People that love open models dramatically overstate how good the benchmaxxed open models are. They are nowhere near Opus.

slopinthebag 2 hours ago | parent | prev [-]

> We need more voices like this to cut through the bullshit.

Just because you can't figure out how to use the open models effectively doesn't mean they're bullshit. It just takes more skill and experience to use them :)

efficax 2 hours ago | parent | prev | next [-]

gemma4 and qwen3.6 are pretty capable but will be slower and wrong more often than the larger models. But you can connect gemma4 to opencode via ollama and it.. works! it really can write and analyze code. It's just slow. You need serious hardware to run these fast, and even then, they're too small to beat the "frontier" models right now. But it's early days

mfro 6 hours ago | parent | prev | next [-]

Not sure why all the other commentors are failing to mention you can spend considerably less money on an apple silicon machine to run decent local models.

Fun fact: AWS offers apple silicon EC2 instances you can spin up to test.

__mharrison__ 5 hours ago | parent | prev | next [-]

My anecdotal experience with a recent project (Python library implemented and released to pypi).

I took the plan that I used from Codex and handed it to opencode with Qwen 3.5 running locally.

It created a library very similar to Codex but took 2x longer.

I haven't tried Qwen 3.6 but I hear it's another improvement. I'm confident with my AI skills that if/when cheap/subsidized models go away, I'll be fine running locally.

bakugo 6 hours ago | parent | prev | next [-]

You should be aware that any model you can run on less than $10k worth of hardware isn't going to be anywhere close to the best cloud models on any remotely complex task.

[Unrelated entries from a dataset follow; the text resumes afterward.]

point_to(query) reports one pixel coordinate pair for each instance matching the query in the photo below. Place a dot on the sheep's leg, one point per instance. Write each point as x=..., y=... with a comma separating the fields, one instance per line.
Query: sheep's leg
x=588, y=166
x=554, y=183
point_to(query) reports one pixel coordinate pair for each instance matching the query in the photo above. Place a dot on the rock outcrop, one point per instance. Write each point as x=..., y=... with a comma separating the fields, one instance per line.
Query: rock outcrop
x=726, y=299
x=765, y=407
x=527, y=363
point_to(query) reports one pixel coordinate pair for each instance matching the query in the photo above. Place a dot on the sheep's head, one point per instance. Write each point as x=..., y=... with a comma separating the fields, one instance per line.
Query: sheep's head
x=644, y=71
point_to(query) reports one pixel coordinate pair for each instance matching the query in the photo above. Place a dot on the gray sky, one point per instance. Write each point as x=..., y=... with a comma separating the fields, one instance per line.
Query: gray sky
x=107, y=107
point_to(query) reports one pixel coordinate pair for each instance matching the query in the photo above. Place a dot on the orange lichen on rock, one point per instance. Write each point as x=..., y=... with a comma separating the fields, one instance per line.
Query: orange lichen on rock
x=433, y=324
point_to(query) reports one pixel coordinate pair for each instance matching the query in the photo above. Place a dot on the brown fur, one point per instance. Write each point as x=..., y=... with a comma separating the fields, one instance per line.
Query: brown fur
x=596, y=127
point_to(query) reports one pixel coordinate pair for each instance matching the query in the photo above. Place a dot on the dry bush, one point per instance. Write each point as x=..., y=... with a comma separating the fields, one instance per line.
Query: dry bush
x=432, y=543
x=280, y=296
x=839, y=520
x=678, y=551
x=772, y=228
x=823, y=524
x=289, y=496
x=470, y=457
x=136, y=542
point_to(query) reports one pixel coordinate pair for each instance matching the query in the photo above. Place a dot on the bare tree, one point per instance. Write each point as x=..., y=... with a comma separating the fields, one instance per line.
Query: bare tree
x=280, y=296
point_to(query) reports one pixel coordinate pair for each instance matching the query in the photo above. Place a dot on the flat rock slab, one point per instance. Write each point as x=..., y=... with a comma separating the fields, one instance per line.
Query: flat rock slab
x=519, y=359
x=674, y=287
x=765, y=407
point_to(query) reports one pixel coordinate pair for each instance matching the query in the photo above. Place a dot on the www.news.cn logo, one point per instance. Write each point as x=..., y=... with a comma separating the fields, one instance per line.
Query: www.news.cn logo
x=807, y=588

Many providers out there host open weights models for cheap, try them out and see what you think before actually investing in hardware to run your own.

hleszek 7 hours ago | parent | prev | next [-]

The latest Qwen3.6 model is very impressive for its size. Get an RTX 3090 and go to https://www.reddit.com/r/LocalLLaMA/ to see the latest news on how to run models locally. Totally fine for coding.

aray07 7 hours ago | parent | prev | next [-]

i think the new qwen models are supposed to be good based on some the articles that i read

DeathArrow 6 hours ago | parent | prev [-]

Unless you use H100 or 4x 5090 you won't get a decent output.

The best bang for the buck now is subcribing to token plans from Z.ai (GLM 5.1), MiniMax (MiniMax M2.7) or ALibaba Cloud (Qwen 3.6 Plus)

Running quantized models won't give you results comparable to Opus or GPT.